Rallumer le feu Publié le 3 septembre 2026, par CheriBibi
« Tout vient à point à qui sait éteindre », dit le proverbe favori des amateurs de barbecue aquitains. Disponible dès le 15 septembre dans toutes les bonnes librairies – une bonne librairie se distingue généralement par le fait d’avoir été perquisitionnée, graffitée ou attaquée par l’extrême droite / la police (pléonasme) –, ton ChériBibi n°15 fête sa sortie dans ta boite à lettres (si t’as un abonnement ou l’a commandé ici même) et ce samedi 5 septembre à 18h chez Fatalitas, rue de l’église à Montreuil ! À noter que suite aux difficultés de notre distributeur Makassar, on a changé de crèmerie et sommes dorénavant distribués par Serendip-Livres (pour ce qui est des librairies, car ailleurs –disquaires, infokiosk, etc.–, on continue de le faire en direct live).
Par ailleurs, preuve que notre internationalisme ne saurait céder à la honteuse disparition du tarif « Livres & brochures » de La Poste, nous serons à Bruxelles le 26 septembre pour programmer et présenter une soirée « uchronies & nazis » au cinéma Nova… L’uchronie, ce genre narratif qui imagine comment l’Histoire aurait bifurqué si tel événement du passé s’était déroulé différemment, a souvent été convoqué pour alerter des dérives du présent. Ta revue de culture populaire préférée propose deux films aux tons différents mais similairement antifascistes où la fiction uchronique résonne de façon flippante avec l’actualité. Une double séance d’intérêt public !
En Angleterre occupée (It Happened Here), de Kevin Brownlow & Andrew Mollo, Grande-Bretagne 1964 (dont il est question dans ce ChériBibi n°15).
Et si les nazis avaient envahit l’Angleterre en 1940 ? Quatre ans après, tandis que les fascistes britanniques jouent les supplétifs zélés des forces d’occupation allemandes, une infirmière irlandaise (jouée par une véritable infirmière irlandaise, Pauline Murray) s’enfonce servilement dans l’horreur par désir de « sécurité » et peur du « désordre »…
Réalisé avec beaucoup de système D par deux adolescents au culot monstre, En Angleterre occupée dépeint avec un réalisme glaçant comment une société s’accommode au quotidien des doctrines nationales-socialistes, entre résignation individualiste et collaboration active… Un cri d’alerte face à la banalisation du fascisme, qui fit scandale à sa sortie en brisant le mythe voulant qu’une telle chose (la collaboration, notamment) « ne pourrait pas arriver ici ».

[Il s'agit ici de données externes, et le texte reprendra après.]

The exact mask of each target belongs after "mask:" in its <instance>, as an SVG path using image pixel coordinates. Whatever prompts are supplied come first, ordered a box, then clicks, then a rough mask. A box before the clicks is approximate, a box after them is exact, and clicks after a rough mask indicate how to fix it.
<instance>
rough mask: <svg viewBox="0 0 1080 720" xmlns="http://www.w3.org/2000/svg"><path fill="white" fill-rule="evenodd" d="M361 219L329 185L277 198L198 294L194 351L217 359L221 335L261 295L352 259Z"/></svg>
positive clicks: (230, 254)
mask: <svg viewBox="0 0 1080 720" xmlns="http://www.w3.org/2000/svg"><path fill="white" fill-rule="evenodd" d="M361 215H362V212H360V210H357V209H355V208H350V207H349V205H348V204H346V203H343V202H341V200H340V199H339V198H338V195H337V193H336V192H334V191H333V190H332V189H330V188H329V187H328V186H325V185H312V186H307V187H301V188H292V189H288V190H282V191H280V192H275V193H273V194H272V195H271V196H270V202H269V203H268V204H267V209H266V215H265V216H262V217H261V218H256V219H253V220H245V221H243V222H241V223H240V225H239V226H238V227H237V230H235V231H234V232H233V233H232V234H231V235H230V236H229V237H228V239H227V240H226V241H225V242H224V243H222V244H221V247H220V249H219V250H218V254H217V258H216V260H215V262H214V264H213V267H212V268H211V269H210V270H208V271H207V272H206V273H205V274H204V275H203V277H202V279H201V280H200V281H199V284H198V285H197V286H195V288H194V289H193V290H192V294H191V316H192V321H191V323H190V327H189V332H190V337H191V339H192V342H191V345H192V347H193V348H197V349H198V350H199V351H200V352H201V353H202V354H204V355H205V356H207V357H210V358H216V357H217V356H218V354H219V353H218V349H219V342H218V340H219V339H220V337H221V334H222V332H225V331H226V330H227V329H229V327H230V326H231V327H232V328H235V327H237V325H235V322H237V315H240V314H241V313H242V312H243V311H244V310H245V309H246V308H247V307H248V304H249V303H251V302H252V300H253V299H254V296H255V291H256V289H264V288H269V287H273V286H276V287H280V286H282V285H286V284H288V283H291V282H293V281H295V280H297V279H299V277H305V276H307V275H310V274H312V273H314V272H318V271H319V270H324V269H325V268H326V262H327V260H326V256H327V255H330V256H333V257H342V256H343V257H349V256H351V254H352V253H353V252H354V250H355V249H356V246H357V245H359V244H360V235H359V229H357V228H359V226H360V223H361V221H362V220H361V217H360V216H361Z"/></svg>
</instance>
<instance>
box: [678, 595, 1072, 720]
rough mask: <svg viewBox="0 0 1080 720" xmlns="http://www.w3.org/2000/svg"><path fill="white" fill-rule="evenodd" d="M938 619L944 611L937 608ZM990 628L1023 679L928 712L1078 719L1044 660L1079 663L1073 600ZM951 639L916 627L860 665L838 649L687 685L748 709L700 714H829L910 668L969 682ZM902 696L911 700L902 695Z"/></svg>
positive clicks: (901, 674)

Iron Sky, de Timo Vuorensola, Finlande / Allemagne / Australie 2012 (dont on avait causé dans l’ChériBibi n°8).
Et si les nazis s’étaient planqués sur la face cachée de la Lune en 1945 pour revenir en 2018 ? Et si une chargée de com’ trouvait génial de les recruter pour la campagne de la présidente des USA, caricature plus vraie que nature de la républicaine Sarah Palin ? Hilarante satire qui tire à boulets rouges sur les fantasmes complotisto-ufologiques (telle la théorie fumeuse des « OVNI du IIIe Reich »), Iron Sky dénonce les similarités entre la propagande nazie et le discours politico-publicitaire des « démocraties » capitalistes modernes. Se payant le luxe d’aligner aussi bien Udo Kier (en fürher lunaire) que le groupe Laibach (qui signe la BO), ce film indépendant renoue avec l’exubérance subversive du cinéma d’exploitation des années 70. Et malgré son budget ridicule, il tient la dragée haute aux blockbusters insipides recyclant et édulcorant à l’infini la SF qui faisait rêver (et réfléchir).
Reste en alerte car d’autres évènements se profilent, mais toi-même tu sais, je suis une bille en promo. Disons qu’accoucher d’un ChériBibi de 148 pages rempli jusqu’à la gueule, je sais faire, mais assurer le service après-ventre c’est pas trop mon truc… Si tu veux donner un coup de main, bienvenue !!!
Puis-je annoncer tout de même et d’ors et déjà que je passerais des disques en 1ère partie du vétéran jamaïcain Willi « Armagideon Time » Williams le 13 novembre à Ivry (à 20h au Hangar) puis je viendrais causer zik jamaïcaine le 21 novembre à Confolens, charmante commune de Nouvelle-Aquitaine épargnée par les barbecues mal-maitrisés.
Bref, avant que l’océan ne devienne si chaud que les poissons se pêchent déjà bouillis (ce qui marquerait la fin de nos sushis), on aura quelques occases de trinquer à la santé de la presse alternative ! Cheers, baby.